In einer Zeit wie der unseren, in der wir durch unser Alltagsleben sehr gefordert werden, ist es umso wichtiger, dass wir die Beziehung zu unserem Erlöser und die tägliche Gemeinschaft mit Ihm durch das Lesen Seines Wortes und im Gebet zu unserer Priorität machen. Nur so werden wir Seine Leitung, Seine Bewahrung und Seinen Segen in unserem Leben erfahren. Und nur so werden wir unseren Alltag in der Kraft Gottes meistern können, denn “die auf den HERRN harren, gewinnen neue Kraft: Sie heben die Schwingen empor wie die Adler; sie laufen und ermatten nicht, sie gehen und ermüden nicht.“ (Jesaja 40, 31). Martha kann uns in diesem Zusammenhang ein Vorbild sein. Martha?

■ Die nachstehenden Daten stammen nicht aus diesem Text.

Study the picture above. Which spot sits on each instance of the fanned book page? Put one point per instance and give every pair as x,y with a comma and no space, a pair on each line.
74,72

Ja, Martha! Denn ihre Geschichte endet nicht hier in Lukas 10. Wir begegnen ihr noch zweimal im Johannesevangelium. In Johannes 11, 21 erleben wir sie im Zusammenhang mit der Auferweckung des Lazarus. Zu diesem Zeitpunkt hat sie die Größe und Macht des Herrn Jesus Christus noch nicht ganz erkannt. Dann finden wir sie jedoch erneut in Johannes 12, 1 – 2. Dort wird uns berichtet, dass der Herr wieder im Haus der Martha eingekehrt war. Auch Seine Jünger waren bei Ihm. An der Größe der zu bewirtenden Gästegruppe hatte sich also nichts geändert. Aber das Leben der Martha hat eine Veränderung erfahren. Wir lesen dort, dass dem Herrn und Seinen Jüngern wieder ein Gastmahl bereitet wird und Martha Ihm diente. Doch von Sorge, Unruhe, Überlastung und Frustration ist dort kein Wort zu finden. Martha hatte verstanden, was der Wille des Herrn war. Verstehen wir ihn/Ihn auch?